I am a non-statistician testing a randomising algorthm.
If I have a sample of size 100 (numbered balls) with replacement and that 50 such samples are independently drawn. To my understanding, the binomial distribution will describe very well the chance that any one particular numbered ball has not been selected in any of the draws (0.605).
if after tallying up all the numbers drawn, what is the probability that, say 40 OR MORE of the numbered balls (ANY 40) were not chosen in any of the 50 samples (i.e. any 40 balls have a tally/count of 0)?
If possible, could the answer be devoid of R (or other statistical software) arguments, as I wish to understand the logic, rather than just achieve a result.
Thank you.
Edit
Thanks to whuber, this question has been altered from its earlier erroneous use of the word "Permutations".In response to the second comment (which will probably not fit as a comment), the exact use of this is as part of a monte-carlo type simulation of a randomising algorithm.
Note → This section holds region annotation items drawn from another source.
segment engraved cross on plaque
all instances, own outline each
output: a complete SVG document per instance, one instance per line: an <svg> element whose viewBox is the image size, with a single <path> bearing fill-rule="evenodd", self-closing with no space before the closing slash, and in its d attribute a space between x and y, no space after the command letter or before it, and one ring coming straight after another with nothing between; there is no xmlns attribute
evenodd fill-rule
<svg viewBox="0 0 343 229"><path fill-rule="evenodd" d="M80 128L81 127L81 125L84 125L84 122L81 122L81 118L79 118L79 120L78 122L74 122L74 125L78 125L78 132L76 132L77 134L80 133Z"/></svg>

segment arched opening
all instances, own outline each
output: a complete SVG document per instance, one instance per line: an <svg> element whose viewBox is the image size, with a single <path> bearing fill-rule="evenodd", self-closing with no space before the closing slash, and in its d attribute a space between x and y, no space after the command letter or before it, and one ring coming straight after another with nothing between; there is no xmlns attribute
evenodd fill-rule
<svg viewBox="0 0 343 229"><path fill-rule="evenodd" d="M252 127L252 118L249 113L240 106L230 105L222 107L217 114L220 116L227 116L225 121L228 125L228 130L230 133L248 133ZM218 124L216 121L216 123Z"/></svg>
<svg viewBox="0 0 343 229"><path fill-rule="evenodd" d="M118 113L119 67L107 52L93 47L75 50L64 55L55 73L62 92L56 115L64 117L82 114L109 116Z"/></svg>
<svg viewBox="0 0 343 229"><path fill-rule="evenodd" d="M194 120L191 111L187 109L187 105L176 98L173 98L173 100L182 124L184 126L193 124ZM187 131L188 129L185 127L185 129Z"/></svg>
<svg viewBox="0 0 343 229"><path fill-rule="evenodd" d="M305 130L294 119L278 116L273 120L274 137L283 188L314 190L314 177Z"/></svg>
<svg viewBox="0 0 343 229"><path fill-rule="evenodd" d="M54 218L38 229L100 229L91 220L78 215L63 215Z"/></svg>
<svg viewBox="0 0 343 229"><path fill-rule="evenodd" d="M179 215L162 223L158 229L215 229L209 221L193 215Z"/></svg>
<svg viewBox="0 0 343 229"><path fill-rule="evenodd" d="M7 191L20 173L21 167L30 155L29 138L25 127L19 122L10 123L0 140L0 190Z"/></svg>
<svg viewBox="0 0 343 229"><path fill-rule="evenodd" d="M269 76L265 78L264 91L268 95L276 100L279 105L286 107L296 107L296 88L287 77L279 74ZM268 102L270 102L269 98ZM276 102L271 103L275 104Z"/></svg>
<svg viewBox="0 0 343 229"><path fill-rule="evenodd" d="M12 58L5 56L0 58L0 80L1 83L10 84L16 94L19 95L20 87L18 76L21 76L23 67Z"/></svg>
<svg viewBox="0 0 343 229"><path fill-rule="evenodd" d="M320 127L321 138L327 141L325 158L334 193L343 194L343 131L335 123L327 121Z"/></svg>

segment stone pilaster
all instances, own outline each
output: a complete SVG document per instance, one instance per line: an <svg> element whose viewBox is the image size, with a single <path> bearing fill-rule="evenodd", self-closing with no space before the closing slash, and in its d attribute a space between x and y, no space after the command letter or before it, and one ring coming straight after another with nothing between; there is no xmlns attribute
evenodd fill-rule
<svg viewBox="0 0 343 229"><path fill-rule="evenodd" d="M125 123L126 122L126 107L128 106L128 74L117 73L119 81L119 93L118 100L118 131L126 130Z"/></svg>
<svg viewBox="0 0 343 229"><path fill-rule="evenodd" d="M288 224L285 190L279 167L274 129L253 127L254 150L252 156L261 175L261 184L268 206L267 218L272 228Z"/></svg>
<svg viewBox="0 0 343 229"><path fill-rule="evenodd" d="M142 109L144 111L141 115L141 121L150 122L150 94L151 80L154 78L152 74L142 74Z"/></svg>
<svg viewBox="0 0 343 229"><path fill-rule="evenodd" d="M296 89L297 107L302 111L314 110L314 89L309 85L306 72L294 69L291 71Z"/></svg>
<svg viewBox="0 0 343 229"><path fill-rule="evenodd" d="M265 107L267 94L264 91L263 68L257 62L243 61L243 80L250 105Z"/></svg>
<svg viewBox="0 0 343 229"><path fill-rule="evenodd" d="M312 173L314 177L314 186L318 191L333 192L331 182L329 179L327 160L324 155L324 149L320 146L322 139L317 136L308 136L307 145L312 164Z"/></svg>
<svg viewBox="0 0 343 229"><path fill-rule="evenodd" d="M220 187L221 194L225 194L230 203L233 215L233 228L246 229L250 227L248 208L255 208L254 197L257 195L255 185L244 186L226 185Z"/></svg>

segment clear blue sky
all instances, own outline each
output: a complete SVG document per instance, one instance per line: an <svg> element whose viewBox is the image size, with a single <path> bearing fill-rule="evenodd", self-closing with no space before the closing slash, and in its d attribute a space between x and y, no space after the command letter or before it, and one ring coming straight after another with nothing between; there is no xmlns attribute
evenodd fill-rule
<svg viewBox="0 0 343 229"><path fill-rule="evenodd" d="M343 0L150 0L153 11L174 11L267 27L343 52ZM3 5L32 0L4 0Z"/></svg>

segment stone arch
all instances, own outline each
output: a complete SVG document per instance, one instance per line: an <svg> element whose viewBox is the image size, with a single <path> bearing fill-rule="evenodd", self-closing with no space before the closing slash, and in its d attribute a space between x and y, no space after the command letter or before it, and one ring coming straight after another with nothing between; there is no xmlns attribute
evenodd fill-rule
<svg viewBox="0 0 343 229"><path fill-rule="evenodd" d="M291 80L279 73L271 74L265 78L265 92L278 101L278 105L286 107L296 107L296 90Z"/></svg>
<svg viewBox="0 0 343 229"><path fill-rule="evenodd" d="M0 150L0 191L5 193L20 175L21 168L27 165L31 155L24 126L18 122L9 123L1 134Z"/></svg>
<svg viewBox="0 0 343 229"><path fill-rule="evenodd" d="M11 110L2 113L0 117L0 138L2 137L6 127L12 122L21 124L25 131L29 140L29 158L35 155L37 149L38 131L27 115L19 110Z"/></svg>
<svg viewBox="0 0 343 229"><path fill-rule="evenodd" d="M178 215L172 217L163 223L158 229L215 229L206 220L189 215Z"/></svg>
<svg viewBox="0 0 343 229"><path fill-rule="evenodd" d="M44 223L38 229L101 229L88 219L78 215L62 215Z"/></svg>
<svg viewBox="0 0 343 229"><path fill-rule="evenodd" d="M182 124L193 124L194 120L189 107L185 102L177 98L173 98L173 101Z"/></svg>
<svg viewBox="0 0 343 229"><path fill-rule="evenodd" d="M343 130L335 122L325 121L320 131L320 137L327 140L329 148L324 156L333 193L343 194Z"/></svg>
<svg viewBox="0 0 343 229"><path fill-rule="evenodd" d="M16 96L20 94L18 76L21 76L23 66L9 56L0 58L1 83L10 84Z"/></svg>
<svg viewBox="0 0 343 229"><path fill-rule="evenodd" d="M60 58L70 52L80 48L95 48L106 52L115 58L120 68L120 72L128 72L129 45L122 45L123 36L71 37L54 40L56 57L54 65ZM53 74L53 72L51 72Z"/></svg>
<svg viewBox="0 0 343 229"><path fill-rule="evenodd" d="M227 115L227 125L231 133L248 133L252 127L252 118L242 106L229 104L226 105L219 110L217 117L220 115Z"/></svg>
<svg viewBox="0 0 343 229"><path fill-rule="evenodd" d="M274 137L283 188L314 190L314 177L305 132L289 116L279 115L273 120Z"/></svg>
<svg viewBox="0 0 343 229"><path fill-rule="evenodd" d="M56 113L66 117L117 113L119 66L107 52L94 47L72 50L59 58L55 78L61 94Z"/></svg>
I am writing a randomising algorithm in C# which is quite complex, with variable block sizes (as twins of the same gender need to be randomised to the same arm), 2 different interventions and 1 control arm, and a different ratio of the 2 intervention arms. I am running tests on the algorithm before rolling out to trial sites. If a block size is for example 8, with 4 receiving treatment a, 2 receiving treatment b, and 2 control, there will be $$\frac{8!}{4!2!2!}$$ permutations of allocaton order for this block. I wanted to check if any possible permutations were not generated after thousands of runs, and if not, what the probability of having n unused permutations was.